There is little research to suggest that weight training for young children is unsafe ? in fact, most of it confirms that weight training is one of the safest exercises they can do. A child is much more likely to be injured on the football pitch, tennis court or running track than in the gym. In fact, strength training in young children will thicken the bones by promoting increased bone mineral density, and do nothing to hinder growth in length as was previously thought.
However, it is very important that children follow nutritional guidelines, which include getting enough calcium. It is different from adult lifting because the main goal of weight training is repetition and proper form. Other goals which need to be concentrated on include muscle dexterity, refining of simple motor skills, and hand-eye coordination. But first the child needs to see a doctor for a physical and a recommendation.

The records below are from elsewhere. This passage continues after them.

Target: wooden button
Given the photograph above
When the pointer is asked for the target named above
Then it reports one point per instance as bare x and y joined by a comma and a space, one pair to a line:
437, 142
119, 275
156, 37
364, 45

Research has shown that kids who begin strength-training programmes have healthier hearts, stronger bones, and lower risk of developing diseases as adults. It can also help reduce body fat. Exercises, depending on the mental and physical maturity of the individual child, can be supervised squats, hamstring curls, sit-ups, push-ups, and ankle strengthening. It is important to cover all the major muscle groups. A 15-repetition minimum should be made a rule and emphasised during the workouts. This will alleviate any risk of damaging growth plates. A youth-fitness certified trainer should be consulted before any programme is started.
But don't start them with continuous long running. Kids are physiologically different to adults. Before puberty, children cannot keep up with adults. They have less muscle glycogen leading to a decreased ability to perform anaerobic tasks. They have a lower maximal and sub-maximal cardiac output (amount of blood pumped every minute). Their hearts are only 30 per cent the size of adults. They carry less blood; therefore less oxygen is provided to their muscles. Kids generally have low resting blood pressure. Similarly, they have a low absolute VO2 maximum (the amount of oxygen carried to the muscles per minute).
Guidelines for resistance training for an average kid using grade level as approximate markers :
6th grade and younger : Body weight exercises only, such as push-ups, sit-ups, vertical jump for height, calf raises, pull-ups.
7th & 8th grade : Add universal-type machines, no free weights. Use high repetitions with low weight, no more than three days per week with one day off between lifting days.
9th grade : Can add free weights with lifts such as bench press, partial squats, lunge. Stick to three days a week and restrict lifts to three repetitions. Never do show-off lifts of one repetition with maximum weight.